Background: Remethylation of homocysteine to methionine can occur through either the folate-dependent methionine synthase pathway or the betaine-dependent betaine-homocysteine methyltransferase pathway. The relevance of betaine as a determinant of fasting total homocysteine (tHcy) is not known, nor is it known how the 2 remethylation pathways are interrelated.
Objective: The objectives of the study were to examine the relation between plasma betaine concentration and fasting plasma tHcy concentrations and to assess the effect of folic acid supplementation on betaine concentrations in healthy subjects.
Design: A double-blind randomized trial of 6 incremental daily doses of folic acid (50-800 microg/d) or placebo was carried out in 308 Dutch men and postmenopausal women (aged 50-75 y). Fasted blood concentrations of tHcy, betaine, choline, dimethylglycine, and folate were measured at baseline and after 12 wk of vitamin supplementation.
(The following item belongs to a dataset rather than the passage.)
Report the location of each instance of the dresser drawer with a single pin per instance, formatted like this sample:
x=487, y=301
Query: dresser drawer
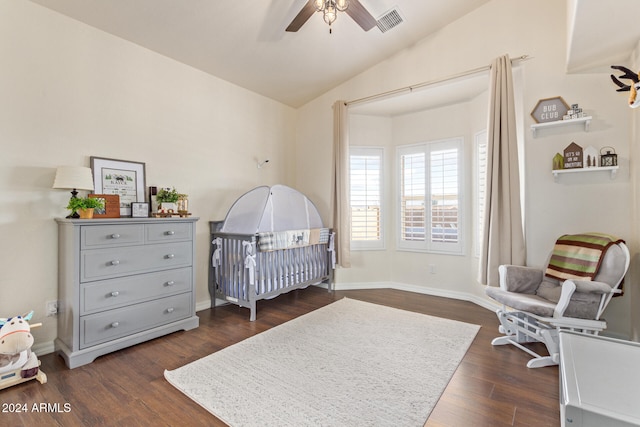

Results: Concentrations of tHcy were inversely related to the betaine concentration (r = -0.17, P < 0.01), and the association was independent of age, sex, and serum concentrations of folate, creatinine, and cobalamin. Folic acid supplementation increased betaine concentration in a dose-dependent manner (P for trend = 0.018); the maximum increase (15%) was obtained at daily doses of 400-800 microg/d.
Conclusions: The plasma betaine concentration is a significant determinant of fasting tHcy concentrations in healthy humans. Folic acid supplementation increases the betaine concentration, which indicates that the 2 remethylation pathways are interrelated.